Gregory Alan Isakov, Danny Black
Overture Center-Capitol Theater 201 State St., Madison, Wisconsin 53703
Rachel Caridad
Gregory Alan Isakov
Like the crops he grows on his three-acre Colorado farm, the indie-folk artist’s music nourishes the soul. On songs like “San Luis,” from last year’s Evening Machines, Isakov takes listeners on contemplative strolls through the sonic soundscapes he records in his own barn. With Danny Black of Good Old War.
press release: Doors: 6:30 PM | Show: 7:30 PM
Tickets available at Overture.org, by phone at 608-258-4141, or at the Overture Center for the Arts Ticket Office. $42.50 | $35.50 | $27.50
Many musicians have day jobs to make ends meet. However, few artists maintain the lifestyle kept by Gregory Alan Isakov. The Colorado-based indie-folk artist is a full-time farmer who sells vegetable seeds and grows various market crops on his three-acre farm, while also tending to a thriving musical career.

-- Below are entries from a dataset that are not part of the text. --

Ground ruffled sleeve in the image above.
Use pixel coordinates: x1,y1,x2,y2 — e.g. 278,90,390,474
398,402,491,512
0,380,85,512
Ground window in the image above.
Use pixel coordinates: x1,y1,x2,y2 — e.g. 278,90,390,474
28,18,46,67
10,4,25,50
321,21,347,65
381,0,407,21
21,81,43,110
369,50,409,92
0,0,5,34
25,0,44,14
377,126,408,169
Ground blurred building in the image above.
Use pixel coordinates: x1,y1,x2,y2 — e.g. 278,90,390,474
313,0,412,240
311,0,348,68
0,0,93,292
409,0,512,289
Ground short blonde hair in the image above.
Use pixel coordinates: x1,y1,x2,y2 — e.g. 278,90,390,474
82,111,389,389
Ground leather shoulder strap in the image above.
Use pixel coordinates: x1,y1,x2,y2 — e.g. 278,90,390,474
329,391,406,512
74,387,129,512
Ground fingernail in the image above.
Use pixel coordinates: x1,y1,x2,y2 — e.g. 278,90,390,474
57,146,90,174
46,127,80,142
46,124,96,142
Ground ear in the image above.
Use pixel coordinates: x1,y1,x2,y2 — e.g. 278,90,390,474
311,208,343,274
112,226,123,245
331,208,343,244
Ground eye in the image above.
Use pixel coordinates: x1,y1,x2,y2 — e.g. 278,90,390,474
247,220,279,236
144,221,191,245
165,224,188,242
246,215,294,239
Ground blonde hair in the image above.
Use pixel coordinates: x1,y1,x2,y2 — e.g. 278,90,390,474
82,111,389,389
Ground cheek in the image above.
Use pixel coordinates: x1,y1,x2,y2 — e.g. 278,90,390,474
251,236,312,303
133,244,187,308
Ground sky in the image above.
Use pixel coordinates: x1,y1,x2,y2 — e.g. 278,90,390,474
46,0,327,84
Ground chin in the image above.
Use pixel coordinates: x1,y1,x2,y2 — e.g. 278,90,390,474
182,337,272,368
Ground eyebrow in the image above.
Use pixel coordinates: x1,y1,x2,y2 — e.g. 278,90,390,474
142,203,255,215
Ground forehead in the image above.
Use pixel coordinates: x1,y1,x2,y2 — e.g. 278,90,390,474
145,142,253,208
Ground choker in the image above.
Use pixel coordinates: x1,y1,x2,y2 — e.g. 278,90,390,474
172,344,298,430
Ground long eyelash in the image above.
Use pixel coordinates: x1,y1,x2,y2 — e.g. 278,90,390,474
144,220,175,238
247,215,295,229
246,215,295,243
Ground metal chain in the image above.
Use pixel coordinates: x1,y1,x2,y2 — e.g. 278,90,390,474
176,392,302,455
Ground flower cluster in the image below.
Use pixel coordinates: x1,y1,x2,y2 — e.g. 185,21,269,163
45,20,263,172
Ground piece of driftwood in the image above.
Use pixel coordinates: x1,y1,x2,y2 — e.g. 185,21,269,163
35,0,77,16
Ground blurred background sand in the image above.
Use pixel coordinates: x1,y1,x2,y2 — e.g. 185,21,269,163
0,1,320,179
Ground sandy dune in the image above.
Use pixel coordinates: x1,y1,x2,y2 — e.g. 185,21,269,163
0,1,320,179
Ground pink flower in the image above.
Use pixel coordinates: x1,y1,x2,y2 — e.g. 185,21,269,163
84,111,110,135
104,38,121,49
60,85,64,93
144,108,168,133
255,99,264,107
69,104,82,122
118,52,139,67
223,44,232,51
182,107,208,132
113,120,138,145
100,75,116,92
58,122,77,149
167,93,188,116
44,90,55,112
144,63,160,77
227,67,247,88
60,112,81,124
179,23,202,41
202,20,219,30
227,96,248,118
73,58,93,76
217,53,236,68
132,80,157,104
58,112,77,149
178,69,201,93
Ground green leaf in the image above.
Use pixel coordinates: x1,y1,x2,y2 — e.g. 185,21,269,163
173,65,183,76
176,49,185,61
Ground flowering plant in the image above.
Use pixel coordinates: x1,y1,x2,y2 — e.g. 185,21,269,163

“I switch gears a lot,” he says. “I wake up really early in the growing season, and then in the winters, I’m up all night. I’m constantly moving back and forth.”
Isakov had an easier time balancing his two passions while making his fourth full-length studio album, Evening Machines. In between farm duties, the multi-instrumentalist wrote and recorded in a studio housed in a barn on his property. Like the farm, this studio has a communal atmosphere, filled with instruments and gear stored there by musician friends—gear Isakov always leaves on, just in case inspiration strikes.
“Sometimes I couldn’t sleep, so I’d walk into the studio and work really hard into the night,” he says. “A lot of times I would find myself in the light of all these VU meters and the tape machine glow, so that’s where the title came from. I recorded mostly at night, when I wasn’t working in the gardens. It doesn’t matter if it’s summer or winter, morning or afternoon, this music always feels like evening to me.”
As its name implies, the dark indie rock and folk populating Evening Machines possesses a dusky hue. Hushed acoustic guitar and sparse piano combine for a moody foundation that’s amplified by ornate and heavy embellishments: distant electric guitars, keyboards, pedal steel, saw, percussion, strings, banjo, and some electronic drums. Lilting background vocals intertwine with Isakov’s watercolor-streaked murmur on “Powder,” while “Where You Gonna Go” applies haunting, echoing vocal effects to his voice.